Statisticians have been fighting for supremacy for decades. Like civilians in a war, empirical scientists have suffered from this war because they have been bombarded by propaganda and they have been criticized that they misunderstand statistics or use the wrong statistics. In reality, the statistical approaches are all related to each other and they all rely on the ratio of the observed effect sizes to sampling error (i.e, the signal to noise ratio) to draw inferences from observed data about hypotheses. Moreover, all statistical inferences are subject to the rule that studies with less sampling error provide more robust empirical evidence than studies with more sampling error. The biggest challenge for empirical researchers is to optimize the allocation of resources so that each study has high statistical power to produce a significant result when an effect exists. With high statistical power to detect an effect, p-values are likely to be small (50% chance to get a p-value of .005 or lower with 80% power) and Bayes-Factors and p-values provide virtually the same information for matching criterion values, when an effect is present. High power also implies a relative low frequency of type-II errors, which makes it more likely that a non-significant result occurred because the hypothesis is wrong. Thus, planning studies with high power is important no matter whether data are analyzed with Frequentist or Bayesian statistics.

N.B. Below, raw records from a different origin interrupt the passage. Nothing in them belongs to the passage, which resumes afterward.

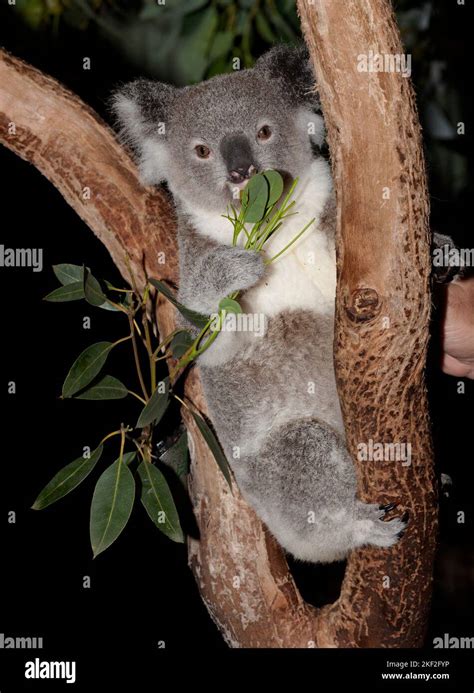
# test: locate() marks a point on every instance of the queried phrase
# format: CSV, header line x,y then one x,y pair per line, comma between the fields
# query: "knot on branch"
x,y
364,305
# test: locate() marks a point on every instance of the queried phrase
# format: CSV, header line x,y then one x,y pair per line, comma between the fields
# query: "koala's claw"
x,y
371,527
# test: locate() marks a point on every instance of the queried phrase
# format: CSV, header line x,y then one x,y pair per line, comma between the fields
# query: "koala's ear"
x,y
141,110
292,66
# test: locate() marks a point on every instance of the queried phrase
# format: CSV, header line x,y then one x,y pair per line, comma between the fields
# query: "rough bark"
x,y
383,308
383,271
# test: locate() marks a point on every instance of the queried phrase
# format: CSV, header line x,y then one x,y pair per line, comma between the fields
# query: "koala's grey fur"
x,y
272,399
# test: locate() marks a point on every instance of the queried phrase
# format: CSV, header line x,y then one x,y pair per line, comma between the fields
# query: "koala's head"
x,y
206,140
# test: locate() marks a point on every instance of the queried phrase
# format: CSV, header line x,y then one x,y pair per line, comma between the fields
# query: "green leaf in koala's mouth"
x,y
193,316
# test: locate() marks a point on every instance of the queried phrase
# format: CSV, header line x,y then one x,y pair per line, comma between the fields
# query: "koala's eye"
x,y
264,133
202,151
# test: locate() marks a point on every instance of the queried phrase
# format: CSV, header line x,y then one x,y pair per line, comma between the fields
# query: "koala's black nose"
x,y
240,174
238,157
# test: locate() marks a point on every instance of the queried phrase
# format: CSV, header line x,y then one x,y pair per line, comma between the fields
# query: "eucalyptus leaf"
x,y
92,290
255,198
177,456
112,505
86,367
107,387
275,182
230,305
214,446
69,292
69,274
157,500
156,405
195,318
67,479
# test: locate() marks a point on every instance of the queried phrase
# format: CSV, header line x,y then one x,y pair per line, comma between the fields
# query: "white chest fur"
x,y
304,276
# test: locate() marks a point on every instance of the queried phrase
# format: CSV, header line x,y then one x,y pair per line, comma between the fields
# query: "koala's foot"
x,y
371,527
220,272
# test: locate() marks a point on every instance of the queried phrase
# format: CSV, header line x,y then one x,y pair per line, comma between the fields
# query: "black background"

Studies that aim to demonstrate the lack of an effect or an invariance (there is no difference in intelligence between Bayesian and frequentist statisticians) need large samples to demonstrate invariance or have to accept that there is a high probability that a larger study would find a reliable difference. Bayes-Factors do not provide a magical tool to provide strong support for the null-hypothesis in small samples. In small samples Bayes-Factors can falsely favor the null-hypothesis even when effect sizes are in the moderate to large range.
In conclusion, like p-values, Bayes-Factors are not wrong. They are mathematically defined entities. However, when p-values or Bayes-Factors are used by empirical scientists to interpret their data, it is important that the numeric results are interpreted properly. False interpretation of Bayes-Factors is just as problematic as false interpretation of p-values. Hopefully, this blog post provided some useful information about Bayes-Factors and their relationship to p-values.